Image Source : PTI Paytm CEO Vijay Shekhar Sharma has street food from a roadside stall after the listing ceremony of Paytm at BSE in Mumbai.
Paytm, one of India’s biggest digital payment platforms failed to show its magic on the day of its debut at the stock market as its share crashed 27 per cent. Going by the data, IPOs of companies with issue size above Rs 1,000 crore in the last 15 years, Paytm’s IPO which was the country’s largest-ever in the corporate history, saw the biggest crash on a listing day.
Before Paytm, Cafe Coffee Day’s parent company Coffee Day Enterprises’ stock had tumbled the highest (17.6 per cent from its issue price) on its listing day in November 2015. In 2008, Anil Dhirubhai Ambani Group-owned Reliance Power too had started its journey at the stock market with a 17.2 per cent fall from its issue price.
Besides Paytm, Coffee Day and Reliance Power, the IPOs list of companies with the issue size of over Rs 1,000 in the last 15 years that saw biggest losses on the listing day include ICICI Securities (14.4% in March 2018); Cairn India (over 14 per cent in December 2006); UTI AMC (14 per cent in September 2020); Kalyan Jewellers (over 13 per cent in March 2021); Bharti Infratel (over 13 per cent in December 2012); Indiabulls Power (12.8 per cent in October 2009); and ICICI Prudential Life Insurance (nearly 11 per cent in September 2016).
Shares of One97 Communications Ltd, Paytm’s parent company, on November 18 made a weak market debut and tumbled over 27 per cent from the issue price of Rs 2,150. The stock is listed at Rs 1,955, tumbling 9 per cent from the issue price on the BSE. During the day, it tumbled 27.25 per cent to Rs 1,564. It tanked 27.24 per cent to settle at Rs 1,564.15. On the NSE, it debuted at Rs 1,950, registering a decline of 9.30 per cent against the issue price. The stock plunged 27.44 per cent to settle at Rs 1,560.
Siddhartha Khemka, Head – Retail Research, Motilal Oswal Financial Services, said that investors are questioning its business model and lack of profits along with lofty valuations.
Santosh Meena, Head of Research, Swastika Investment, said that Paytm’s secondary market debut was weaker than the expectations of a flat listing.

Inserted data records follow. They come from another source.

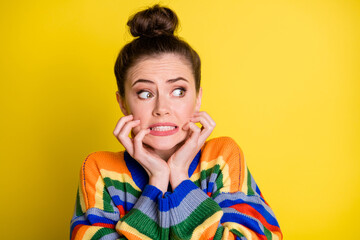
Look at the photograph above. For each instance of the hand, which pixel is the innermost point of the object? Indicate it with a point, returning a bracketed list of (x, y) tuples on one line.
[(180, 161), (156, 168)]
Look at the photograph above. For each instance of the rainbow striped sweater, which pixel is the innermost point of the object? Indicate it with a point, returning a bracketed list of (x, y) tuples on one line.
[(220, 201)]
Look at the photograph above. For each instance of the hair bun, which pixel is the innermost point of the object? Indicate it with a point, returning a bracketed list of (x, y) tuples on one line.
[(152, 22)]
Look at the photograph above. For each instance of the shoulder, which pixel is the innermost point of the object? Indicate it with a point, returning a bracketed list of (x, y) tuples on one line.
[(222, 146), (103, 160), (94, 169), (226, 153)]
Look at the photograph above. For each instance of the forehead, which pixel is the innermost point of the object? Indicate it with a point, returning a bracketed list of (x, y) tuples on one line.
[(159, 68)]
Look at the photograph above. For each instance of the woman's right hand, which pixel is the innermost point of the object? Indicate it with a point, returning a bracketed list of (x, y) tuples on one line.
[(157, 169)]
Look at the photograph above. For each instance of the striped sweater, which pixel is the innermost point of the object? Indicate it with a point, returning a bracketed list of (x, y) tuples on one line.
[(220, 201)]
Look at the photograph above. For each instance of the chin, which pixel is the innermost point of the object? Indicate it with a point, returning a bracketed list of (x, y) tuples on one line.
[(163, 143)]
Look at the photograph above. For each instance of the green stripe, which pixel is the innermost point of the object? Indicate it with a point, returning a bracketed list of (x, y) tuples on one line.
[(144, 224), (184, 230), (125, 187), (107, 201), (236, 232), (102, 232), (267, 233), (219, 233)]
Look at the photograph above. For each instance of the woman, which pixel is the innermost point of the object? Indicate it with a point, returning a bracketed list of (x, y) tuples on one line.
[(169, 183)]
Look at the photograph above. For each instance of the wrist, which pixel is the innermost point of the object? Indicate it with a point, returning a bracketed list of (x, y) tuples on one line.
[(177, 178), (161, 182)]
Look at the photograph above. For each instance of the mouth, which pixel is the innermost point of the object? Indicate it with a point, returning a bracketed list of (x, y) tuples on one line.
[(163, 129)]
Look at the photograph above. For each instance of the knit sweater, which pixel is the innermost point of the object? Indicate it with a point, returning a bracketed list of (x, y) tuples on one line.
[(220, 201)]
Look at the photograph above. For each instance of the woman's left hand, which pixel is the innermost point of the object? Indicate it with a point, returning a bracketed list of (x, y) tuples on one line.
[(180, 161)]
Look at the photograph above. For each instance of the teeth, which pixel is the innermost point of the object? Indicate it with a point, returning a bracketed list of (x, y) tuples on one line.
[(163, 128)]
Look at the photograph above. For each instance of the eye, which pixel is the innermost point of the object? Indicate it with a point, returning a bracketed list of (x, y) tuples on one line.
[(179, 92), (145, 94)]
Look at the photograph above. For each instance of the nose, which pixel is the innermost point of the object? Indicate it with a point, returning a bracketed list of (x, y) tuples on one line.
[(162, 106)]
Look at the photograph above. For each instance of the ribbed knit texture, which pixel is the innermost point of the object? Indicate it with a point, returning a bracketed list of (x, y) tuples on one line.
[(220, 201)]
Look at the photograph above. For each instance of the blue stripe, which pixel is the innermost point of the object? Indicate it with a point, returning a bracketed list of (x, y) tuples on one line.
[(270, 219), (76, 224), (242, 220), (96, 219), (181, 192), (126, 205), (194, 164)]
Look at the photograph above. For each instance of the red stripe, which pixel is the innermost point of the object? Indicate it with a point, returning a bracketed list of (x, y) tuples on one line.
[(107, 225), (121, 210), (75, 230), (249, 210)]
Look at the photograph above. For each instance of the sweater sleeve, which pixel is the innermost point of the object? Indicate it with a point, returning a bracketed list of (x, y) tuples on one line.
[(221, 201), (112, 208)]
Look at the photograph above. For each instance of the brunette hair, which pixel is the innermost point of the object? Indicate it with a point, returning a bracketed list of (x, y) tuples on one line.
[(153, 30)]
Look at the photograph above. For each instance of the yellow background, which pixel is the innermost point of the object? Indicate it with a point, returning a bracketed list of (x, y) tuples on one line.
[(280, 77)]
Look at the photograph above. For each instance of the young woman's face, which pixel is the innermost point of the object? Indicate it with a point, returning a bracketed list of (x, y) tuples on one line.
[(160, 92)]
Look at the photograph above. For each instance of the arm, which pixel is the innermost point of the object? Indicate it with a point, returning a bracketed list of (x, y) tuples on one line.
[(109, 205), (225, 202)]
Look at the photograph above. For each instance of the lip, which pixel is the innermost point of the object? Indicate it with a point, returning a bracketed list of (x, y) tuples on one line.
[(163, 133)]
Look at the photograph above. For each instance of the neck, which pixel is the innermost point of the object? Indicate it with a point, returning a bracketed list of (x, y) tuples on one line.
[(166, 154)]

Nikhil Aggarwal, Co-founder & CEO, Grip Invest said that if there is anything investors can learn from the recent IPOs is that people should consider new-age fixed investments like lease financing and others. This will help diversify and balance investors’ portfolios and provide them handsome returns.

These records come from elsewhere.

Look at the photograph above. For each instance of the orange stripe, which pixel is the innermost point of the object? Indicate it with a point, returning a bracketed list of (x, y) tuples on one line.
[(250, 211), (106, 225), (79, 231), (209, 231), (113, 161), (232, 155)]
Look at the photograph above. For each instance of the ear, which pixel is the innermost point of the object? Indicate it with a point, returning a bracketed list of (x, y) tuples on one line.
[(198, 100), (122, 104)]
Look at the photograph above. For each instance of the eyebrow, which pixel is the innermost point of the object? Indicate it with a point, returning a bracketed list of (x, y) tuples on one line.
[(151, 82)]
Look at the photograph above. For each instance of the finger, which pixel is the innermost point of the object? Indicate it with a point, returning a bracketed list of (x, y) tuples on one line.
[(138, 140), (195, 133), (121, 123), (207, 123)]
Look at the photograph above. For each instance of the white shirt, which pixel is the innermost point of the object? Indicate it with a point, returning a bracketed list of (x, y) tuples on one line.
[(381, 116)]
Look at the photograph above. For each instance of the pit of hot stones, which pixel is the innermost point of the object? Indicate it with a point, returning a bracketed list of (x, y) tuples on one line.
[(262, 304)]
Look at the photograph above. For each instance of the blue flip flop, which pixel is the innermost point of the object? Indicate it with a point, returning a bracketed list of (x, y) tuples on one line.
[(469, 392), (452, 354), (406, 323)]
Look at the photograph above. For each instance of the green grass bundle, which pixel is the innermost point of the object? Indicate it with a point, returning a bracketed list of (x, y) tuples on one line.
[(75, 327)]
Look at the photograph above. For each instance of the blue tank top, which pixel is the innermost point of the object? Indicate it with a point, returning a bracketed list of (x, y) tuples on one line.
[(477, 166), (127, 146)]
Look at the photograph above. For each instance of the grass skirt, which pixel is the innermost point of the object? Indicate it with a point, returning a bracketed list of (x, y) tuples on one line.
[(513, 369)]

Parth Nyati, Founder, Tradingo said that the issue got subscribed only 1.89 times from the investors which was much lower compared to the other recently listed companies. He added that they feel that due to the brand the company sought high valuation and it might see a correction in the near term.
Notably, Paytm’s Rs 18,300 crore IPO was oversubscribed 1.89 times. This was greater than miner Coal India’s Rs 15,000 crore offer a decade back. The initial public offering had received bids for 9.14 crore equity shares against the offer size of 4.83 crore shares, according to information available with stock exchanges. Paytm had fixed its IPO in a price band of Rs 2,080-2,150 per share.
Incorporated in 2000, One97 Communications is India’s leading digital ecosystem for consumers and merchants.